A explicação para um início de ano forte, segundo o presidente da autarquia, Carlos Guedes de Guedes, está na liberação de terras na segunda metade de 2012 e na preparação das áreas para assentamento em 2013. "Tivemos recursos disponíveis para conseguir áreas importantes no Centro-Sul, como o Complexo Cambayba, de Campos dos Goytacazes (RJ), Fazenda Colômbia (SP) e Fazenda Três Pilões (GO). "

Mesmo sob fortes críticas de movimentos sociais, que acusam o governo de proteger grandes latifúndios, Guedes diz que o Incra continua "firme" na postura de melhorar a condição dos assentamentos existentes. Para isso, a autarquia está assinando uma série de convênios com outras áreas do governo para dividir suas atribuições, que incluíam desde construção de estradas, moradia de assentados até construir escolas em assentamentos.

Em julho, quando Guedes assumiu a presidência do Incra, apenas 3 mil famílias tinham sido assentadas. O trabalho ainda foi prejudicado pela greve na estatal, que durou quase três meses (de meados de junho a setembro).

De acordo com representantes de movimentos sociais, a alta na qualidade de vida nos acampamentos, principal bandeira atual da autarquia, é obrigação do Estado, e não o principal objetivo. Segundo eles, uma alta no número de assentados seria mais comemorada do que melhorias nos acampamentos já estabelecidos.

A coordenadora-geral da Fetraf-Brasil, Elisângela Araújo, diz que o governo abandonou a política de reforma agrária. "Nossa posição continua a mesma.

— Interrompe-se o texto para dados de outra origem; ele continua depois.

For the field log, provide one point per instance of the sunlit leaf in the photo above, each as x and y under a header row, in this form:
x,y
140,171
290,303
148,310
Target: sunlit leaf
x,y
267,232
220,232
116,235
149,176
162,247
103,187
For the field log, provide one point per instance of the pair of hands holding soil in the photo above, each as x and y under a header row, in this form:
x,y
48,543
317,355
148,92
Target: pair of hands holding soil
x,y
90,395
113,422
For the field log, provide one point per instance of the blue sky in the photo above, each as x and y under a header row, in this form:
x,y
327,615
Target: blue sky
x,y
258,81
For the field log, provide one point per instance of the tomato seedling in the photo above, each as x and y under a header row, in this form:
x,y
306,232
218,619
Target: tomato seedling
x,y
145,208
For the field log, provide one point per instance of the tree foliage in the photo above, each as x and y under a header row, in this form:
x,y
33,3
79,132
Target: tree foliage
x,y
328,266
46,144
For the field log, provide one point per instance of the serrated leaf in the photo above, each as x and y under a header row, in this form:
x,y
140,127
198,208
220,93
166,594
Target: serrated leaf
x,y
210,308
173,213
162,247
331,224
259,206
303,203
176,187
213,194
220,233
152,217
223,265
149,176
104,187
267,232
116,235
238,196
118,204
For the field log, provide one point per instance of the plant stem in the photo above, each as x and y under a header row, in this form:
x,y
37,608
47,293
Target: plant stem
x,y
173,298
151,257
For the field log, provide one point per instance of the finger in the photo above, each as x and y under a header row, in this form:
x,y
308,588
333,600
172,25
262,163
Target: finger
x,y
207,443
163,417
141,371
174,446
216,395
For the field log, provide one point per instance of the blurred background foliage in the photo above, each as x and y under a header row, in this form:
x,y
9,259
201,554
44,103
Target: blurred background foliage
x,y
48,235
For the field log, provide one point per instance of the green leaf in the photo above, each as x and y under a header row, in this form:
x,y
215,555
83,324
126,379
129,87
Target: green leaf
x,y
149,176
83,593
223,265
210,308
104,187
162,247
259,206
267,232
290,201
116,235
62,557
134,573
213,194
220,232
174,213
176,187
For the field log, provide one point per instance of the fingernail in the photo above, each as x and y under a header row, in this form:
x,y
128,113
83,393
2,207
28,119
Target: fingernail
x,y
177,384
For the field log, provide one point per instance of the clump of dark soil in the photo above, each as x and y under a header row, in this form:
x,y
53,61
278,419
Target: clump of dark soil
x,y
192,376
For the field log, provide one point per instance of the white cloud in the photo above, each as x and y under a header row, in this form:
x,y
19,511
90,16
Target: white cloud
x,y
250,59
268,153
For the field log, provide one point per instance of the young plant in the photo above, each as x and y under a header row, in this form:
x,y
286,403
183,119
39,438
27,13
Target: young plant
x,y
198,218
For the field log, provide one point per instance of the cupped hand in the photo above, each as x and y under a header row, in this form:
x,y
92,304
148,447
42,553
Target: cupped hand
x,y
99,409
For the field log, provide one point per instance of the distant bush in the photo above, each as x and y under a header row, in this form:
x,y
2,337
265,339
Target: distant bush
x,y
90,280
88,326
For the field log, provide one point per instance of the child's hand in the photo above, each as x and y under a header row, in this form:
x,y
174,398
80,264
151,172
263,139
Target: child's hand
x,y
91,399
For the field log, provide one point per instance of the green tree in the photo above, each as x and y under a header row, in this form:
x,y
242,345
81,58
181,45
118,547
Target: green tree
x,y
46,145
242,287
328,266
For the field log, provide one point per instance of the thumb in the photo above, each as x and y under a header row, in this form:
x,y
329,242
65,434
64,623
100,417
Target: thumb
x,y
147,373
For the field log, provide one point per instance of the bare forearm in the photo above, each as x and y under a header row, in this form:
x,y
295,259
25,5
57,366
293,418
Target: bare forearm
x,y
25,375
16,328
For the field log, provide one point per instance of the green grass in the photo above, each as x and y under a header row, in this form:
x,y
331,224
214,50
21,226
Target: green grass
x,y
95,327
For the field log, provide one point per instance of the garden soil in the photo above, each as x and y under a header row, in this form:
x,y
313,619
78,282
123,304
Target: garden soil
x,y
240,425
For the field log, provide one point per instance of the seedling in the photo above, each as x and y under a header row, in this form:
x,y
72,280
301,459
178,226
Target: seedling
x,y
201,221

Discordamos dessa nova diretriz de ação. O governo não pode dizer que quer qualidade em assentamentos, se e não faz uma política para isso", disse Elisângela.

Para conseguir maior sintonia com outros programas do governo, o Incra vai agregar seu banco de dados ao Cadastro Único para Programas Sociais (CadÚnico), que é usado, obrigatoriamente, para a seleção de beneficiários e para integração de programas sociais do governo federal. Ao todo, 50 mil assentados farão parte do Plano Brasil sem Miséria, em 770 assentamentos.

Dentre os acordos que começarão a vigorar em 2013, o principal será o investimento de R$ 200 milhões para que 300 mil famílias de todo o Brasil recebam assistência técnica em suas propriedades para aumentar a produção. Na safra 2011/12, apenas 15 mil famílias vendiam para o Programa de Aquisição de Alimentos (PAA). A meta da estatal é triplicar esse número na safra 2012/13.

Outro convênio assinado com o Ministério da Integração Nacional vai permitir que 30 mil famílias do Semiárido nordestino tenham acesso a água potável nos assentamentos. Por fim, o Minha Casa, Minha Vida chega ao produtor assentado, com estimativa inicial de 70 mil construções em 2013, e mais de 120 mil reformas em todo o Brasil.

A responsabilidade pelo fornecimento de água a famílias no Semiárido passará a ser do Ministério da Integração, enquanto a construção da rede de energia elétrica em todos os assentamentos será atribuição do Ministério de Minas e Energia, dentro do programa Luz para Todos.

O orçamento de 2012 do Incra - R$ 2,1 bilhões - foi quase integralmente empenhado. Guedes diz que não houve contingenciamento e que o governo tem "dado todo o apoio à reforma agrária". Segundo ele, "a informação de que houve retenção de valores é equivocada". Ao todo, foram gastos R$ 639 milhões em obtenção de terras, R$ 200 milhões em infraestrutura e R$ 200 milhões em assistência técnica.